Stretch into the radiator 1 with the rotating member 2 at least part in the concave main radiating surface 3 of establishing, thereby improve the area of contact of rotating member 2 and radiator 1, rotating member 2 pastes with radiator 1 or main radiating surface 3's surface each other when rotating its periphery again, thereby scrape away the heat that radiator 1 distributed out fast, rotating member 2 still can drive new air current when the pivoted and get into in radiator 1, in order to realize radiator 1's rapid cooling, thereby solved effectively among the prior art radiator can only rely on fin and air contact, cause the poor problem of radiating effect.

The primary radiating surface 3 of the present embodiment is the same as the rotating member 2 in axis and is in the form of a concave arc groove, the rotating member 2 partially rotates in the arc groove-shaped primary radiating surface 3, and the outer peripheral surface of the rotating member rotates to the inside of the primary radiating surface 3 and is close to the surface of the primary radiating surface 3.
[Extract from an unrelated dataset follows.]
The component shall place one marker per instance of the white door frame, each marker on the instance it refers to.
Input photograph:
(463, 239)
The rotating part 2 of this embodiment is a tooth blade wind wheel, and is provided with a plurality of doctor-bars 4 all around on its axle, and a plurality of doctor-bar 4 is made for wear-resisting material, and the outer terminal surface of doctor-bar 4 is close to each other with 3 surfaces of main radiating surface.
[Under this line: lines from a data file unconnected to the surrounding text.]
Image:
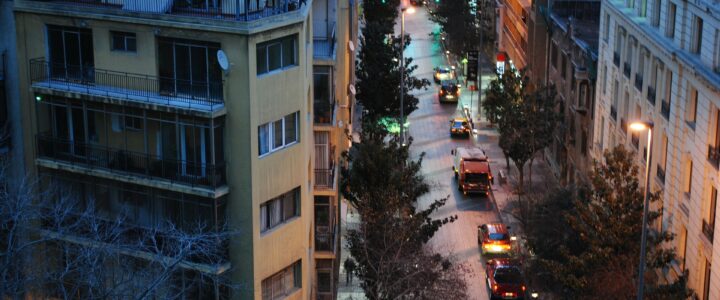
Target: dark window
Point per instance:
(276, 54)
(123, 41)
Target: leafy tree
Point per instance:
(384, 184)
(378, 67)
(588, 243)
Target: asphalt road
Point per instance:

When the heat radiator works, the rotating peripheral surface of the scraping blade 4 is always the highest position of the line speed in the whole rotating member 2 rotating at high speed under the high-speed rotation of the rotating member 2, so that the outer end of each scraping blade 4 in the rotating member 2 continuously, efficiently and circularly scrapes the heat conducted on the surface of the heat radiator 1 at high speed, and meanwhile, when the scraping blade 4 rotates away from the surface of the heat radiator 1, the heat is thrown out; when the scraping blade 4 continuously rotates to the surface of the radiator 1, the scraping blade 4 pushes cold air outside the radiator 1 to the surface of the radiator 1 and exchanges heat with the radiator 1, and in a cycle, the rotating piece 2 continuously rotates at a high speed to bring the external cold air to the surface of the radiator 1 for heat exchange and simultaneously scrape away heat exchanged with the cold air at a high speed, so that the ultra-efficient heat dissipation effect is realized, and the heat dissipation effect can be improved by dozens of times compared with the traditional mode that only the radiating fins are contacted with air. The direction of arrow a in fig. 1 is the air flow direction, and the air flow is generated by an external fan to further improve the heat dissipation efficiency.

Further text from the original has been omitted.